Episode 1: An Unexpected Arrival
Episode 1: An Unexpected arrival
Things are written like this: ‘Ben: “Blah blah blah…” ‘ when the characters are talking normally.
Things are written like this: ‘Ben: “Blah blah blah…” ‘ when the characters are whispering.
Things are written like this: ‘Ben: “BLAH BLAH BLAH!” ‘ when the characters are shouting.
One evening, at the Cods’ house…
Sandra’s offspring are doing their homework while they wait for her to come home, in about an hour.
Poor Ben has lots of work…
And so does Melly.
“Ding dong!”
Ben: “I’ll get it.
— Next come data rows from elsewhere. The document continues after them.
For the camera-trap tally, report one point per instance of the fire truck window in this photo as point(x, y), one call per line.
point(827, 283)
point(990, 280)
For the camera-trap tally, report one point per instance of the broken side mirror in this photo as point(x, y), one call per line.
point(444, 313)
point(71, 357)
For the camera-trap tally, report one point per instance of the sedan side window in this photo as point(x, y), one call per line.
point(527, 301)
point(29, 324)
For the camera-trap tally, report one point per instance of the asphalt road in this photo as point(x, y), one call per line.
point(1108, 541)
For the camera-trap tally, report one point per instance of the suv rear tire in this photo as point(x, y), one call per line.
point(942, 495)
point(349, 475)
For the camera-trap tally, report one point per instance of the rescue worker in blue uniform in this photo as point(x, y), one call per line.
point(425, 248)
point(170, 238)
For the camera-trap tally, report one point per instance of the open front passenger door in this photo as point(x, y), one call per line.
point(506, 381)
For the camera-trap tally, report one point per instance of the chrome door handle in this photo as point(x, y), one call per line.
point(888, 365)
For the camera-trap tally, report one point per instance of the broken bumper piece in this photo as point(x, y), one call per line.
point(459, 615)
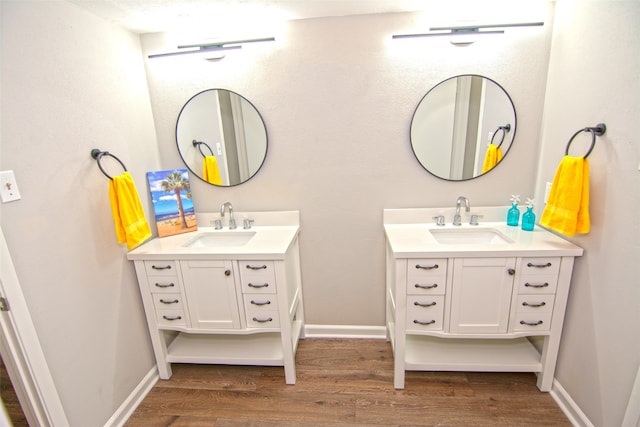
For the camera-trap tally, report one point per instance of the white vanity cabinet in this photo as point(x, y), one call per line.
point(475, 307)
point(223, 305)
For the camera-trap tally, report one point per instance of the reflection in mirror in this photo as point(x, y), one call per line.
point(463, 127)
point(221, 137)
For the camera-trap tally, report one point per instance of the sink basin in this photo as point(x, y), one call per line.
point(470, 236)
point(220, 239)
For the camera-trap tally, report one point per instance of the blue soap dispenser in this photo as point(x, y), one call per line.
point(528, 218)
point(513, 215)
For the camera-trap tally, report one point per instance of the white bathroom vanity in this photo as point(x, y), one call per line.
point(224, 296)
point(485, 297)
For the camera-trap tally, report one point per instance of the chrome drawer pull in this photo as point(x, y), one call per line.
point(258, 285)
point(539, 265)
point(430, 322)
point(540, 304)
point(419, 286)
point(420, 304)
point(529, 285)
point(538, 323)
point(165, 285)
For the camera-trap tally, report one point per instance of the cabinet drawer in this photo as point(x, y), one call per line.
point(167, 301)
point(540, 266)
point(530, 321)
point(263, 319)
point(171, 318)
point(425, 312)
point(260, 302)
point(543, 284)
point(532, 304)
point(160, 268)
point(257, 276)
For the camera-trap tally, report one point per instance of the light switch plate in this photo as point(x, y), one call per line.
point(8, 187)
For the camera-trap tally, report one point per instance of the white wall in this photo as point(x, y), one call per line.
point(71, 82)
point(594, 77)
point(337, 96)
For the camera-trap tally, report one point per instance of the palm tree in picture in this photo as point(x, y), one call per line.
point(176, 182)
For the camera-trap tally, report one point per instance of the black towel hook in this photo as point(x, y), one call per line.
point(506, 128)
point(199, 144)
point(598, 130)
point(97, 155)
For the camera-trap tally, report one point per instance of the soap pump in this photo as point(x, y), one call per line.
point(513, 215)
point(528, 218)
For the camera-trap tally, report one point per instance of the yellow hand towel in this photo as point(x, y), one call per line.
point(491, 157)
point(131, 225)
point(210, 170)
point(567, 209)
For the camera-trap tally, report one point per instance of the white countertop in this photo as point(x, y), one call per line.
point(408, 239)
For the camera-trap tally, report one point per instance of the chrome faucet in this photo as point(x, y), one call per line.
point(456, 218)
point(232, 220)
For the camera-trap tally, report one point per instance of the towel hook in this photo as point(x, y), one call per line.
point(506, 128)
point(598, 129)
point(97, 155)
point(199, 144)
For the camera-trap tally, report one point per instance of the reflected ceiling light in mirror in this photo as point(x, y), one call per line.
point(211, 47)
point(467, 34)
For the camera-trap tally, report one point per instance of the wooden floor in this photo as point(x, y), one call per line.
point(343, 383)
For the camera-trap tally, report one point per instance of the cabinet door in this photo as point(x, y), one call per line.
point(481, 294)
point(211, 294)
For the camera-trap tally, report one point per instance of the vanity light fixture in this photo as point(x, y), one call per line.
point(211, 47)
point(468, 31)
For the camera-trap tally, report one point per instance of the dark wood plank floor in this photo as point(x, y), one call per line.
point(343, 383)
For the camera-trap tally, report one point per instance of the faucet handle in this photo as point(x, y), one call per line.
point(474, 219)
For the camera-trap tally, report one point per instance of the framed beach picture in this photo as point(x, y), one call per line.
point(172, 204)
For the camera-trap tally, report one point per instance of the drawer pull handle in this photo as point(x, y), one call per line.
point(421, 304)
point(419, 286)
point(430, 322)
point(258, 285)
point(539, 265)
point(539, 304)
point(165, 285)
point(427, 267)
point(538, 323)
point(543, 285)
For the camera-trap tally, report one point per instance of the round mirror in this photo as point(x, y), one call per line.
point(221, 137)
point(463, 127)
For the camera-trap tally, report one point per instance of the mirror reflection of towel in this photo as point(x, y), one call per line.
point(491, 158)
point(567, 209)
point(131, 225)
point(210, 170)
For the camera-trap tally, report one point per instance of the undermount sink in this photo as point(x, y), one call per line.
point(220, 239)
point(466, 236)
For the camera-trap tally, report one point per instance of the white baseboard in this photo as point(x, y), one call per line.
point(345, 331)
point(125, 410)
point(568, 406)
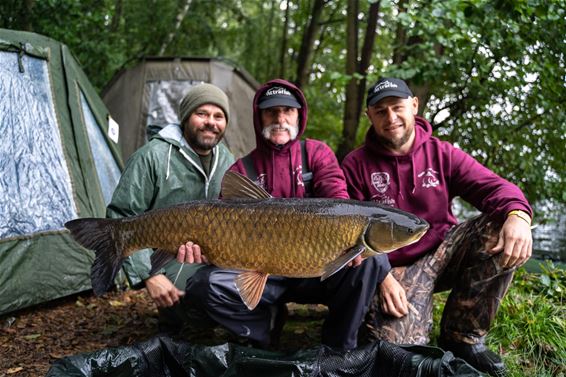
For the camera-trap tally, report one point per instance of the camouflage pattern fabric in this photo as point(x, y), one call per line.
point(461, 264)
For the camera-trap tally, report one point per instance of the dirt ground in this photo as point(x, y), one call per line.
point(33, 338)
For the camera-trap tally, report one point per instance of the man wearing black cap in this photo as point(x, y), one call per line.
point(402, 165)
point(279, 164)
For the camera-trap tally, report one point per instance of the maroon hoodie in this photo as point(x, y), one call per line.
point(279, 169)
point(424, 182)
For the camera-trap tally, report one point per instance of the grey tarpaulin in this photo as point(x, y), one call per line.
point(164, 356)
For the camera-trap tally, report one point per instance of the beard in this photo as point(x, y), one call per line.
point(394, 144)
point(198, 141)
point(293, 130)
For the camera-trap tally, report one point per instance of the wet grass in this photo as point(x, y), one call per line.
point(530, 328)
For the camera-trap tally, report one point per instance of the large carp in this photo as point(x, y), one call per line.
point(251, 231)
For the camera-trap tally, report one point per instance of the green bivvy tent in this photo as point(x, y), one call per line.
point(144, 98)
point(59, 160)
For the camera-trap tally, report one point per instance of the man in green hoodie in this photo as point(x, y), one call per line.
point(181, 163)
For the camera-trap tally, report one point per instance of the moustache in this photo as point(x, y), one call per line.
point(293, 130)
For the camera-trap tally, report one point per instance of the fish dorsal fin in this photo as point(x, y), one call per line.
point(250, 285)
point(237, 186)
point(339, 263)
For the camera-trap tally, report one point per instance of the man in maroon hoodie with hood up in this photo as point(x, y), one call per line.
point(402, 165)
point(280, 119)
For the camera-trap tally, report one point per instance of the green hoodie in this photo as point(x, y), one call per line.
point(164, 172)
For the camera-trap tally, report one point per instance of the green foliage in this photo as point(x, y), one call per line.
point(530, 325)
point(490, 72)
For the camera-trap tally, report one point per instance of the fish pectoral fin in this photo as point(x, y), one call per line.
point(339, 263)
point(159, 258)
point(237, 186)
point(250, 285)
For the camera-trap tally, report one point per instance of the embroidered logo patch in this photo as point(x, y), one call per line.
point(429, 178)
point(380, 180)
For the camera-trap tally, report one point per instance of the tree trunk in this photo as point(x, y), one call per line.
point(284, 39)
point(307, 44)
point(351, 104)
point(367, 52)
point(26, 19)
point(356, 88)
point(115, 24)
point(179, 19)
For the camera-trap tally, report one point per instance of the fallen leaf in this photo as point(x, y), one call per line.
point(116, 303)
point(31, 336)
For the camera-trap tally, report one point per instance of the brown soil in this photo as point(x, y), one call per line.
point(33, 338)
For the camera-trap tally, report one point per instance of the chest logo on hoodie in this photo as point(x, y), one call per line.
point(260, 181)
point(380, 180)
point(429, 177)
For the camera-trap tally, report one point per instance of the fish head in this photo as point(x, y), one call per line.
point(391, 231)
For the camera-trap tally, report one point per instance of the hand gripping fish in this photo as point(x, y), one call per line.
point(251, 231)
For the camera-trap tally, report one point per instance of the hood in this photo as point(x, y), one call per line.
point(303, 111)
point(423, 132)
point(173, 135)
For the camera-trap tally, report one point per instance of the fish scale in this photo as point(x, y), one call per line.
point(260, 235)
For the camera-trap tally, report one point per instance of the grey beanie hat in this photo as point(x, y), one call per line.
point(201, 95)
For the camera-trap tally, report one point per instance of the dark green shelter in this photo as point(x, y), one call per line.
point(59, 160)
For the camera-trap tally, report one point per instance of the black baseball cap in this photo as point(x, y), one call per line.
point(278, 96)
point(387, 87)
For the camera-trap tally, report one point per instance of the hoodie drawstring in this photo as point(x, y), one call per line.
point(168, 162)
point(414, 174)
point(399, 182)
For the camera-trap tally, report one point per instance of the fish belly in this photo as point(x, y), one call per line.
point(279, 240)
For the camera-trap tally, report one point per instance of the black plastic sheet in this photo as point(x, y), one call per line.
point(163, 356)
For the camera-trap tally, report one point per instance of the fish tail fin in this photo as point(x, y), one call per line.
point(96, 234)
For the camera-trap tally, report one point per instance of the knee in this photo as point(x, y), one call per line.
point(213, 285)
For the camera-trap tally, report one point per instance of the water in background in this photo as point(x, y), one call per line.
point(549, 236)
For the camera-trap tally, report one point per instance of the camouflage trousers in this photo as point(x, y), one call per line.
point(460, 264)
Anything to get away from maths…”
And so Ben goes to open the door…
Ben: “Hello?…”
Grandmother Cod: “Well? Are you going to invite me in or just stand there all night? It’s cold out here, you know!”
Ben: “Sorry. Come in, Grandmother Cod.”
Melly: “Grandmother Cod? Oh no!“
Grandmother Cod: “I see your mother still has incredibly poor taste.”
Grandmother Cod: “Where is she?”
Melly: “Work.”
Grandmother Cod: ” ‘Work’ is not a sentence, Melissa. It is a word. The correct way to respond is ‘She is at work.’ “
Melly (moodily): “She is at work.”
Grandmother Cod: “AH! What is this… CREATURE doing in the house?”
Ben: “We don’t have a garden.”
Grandmother Cod: “In that case, put it in the street. Hopefully, it will run away and get hit by a car.”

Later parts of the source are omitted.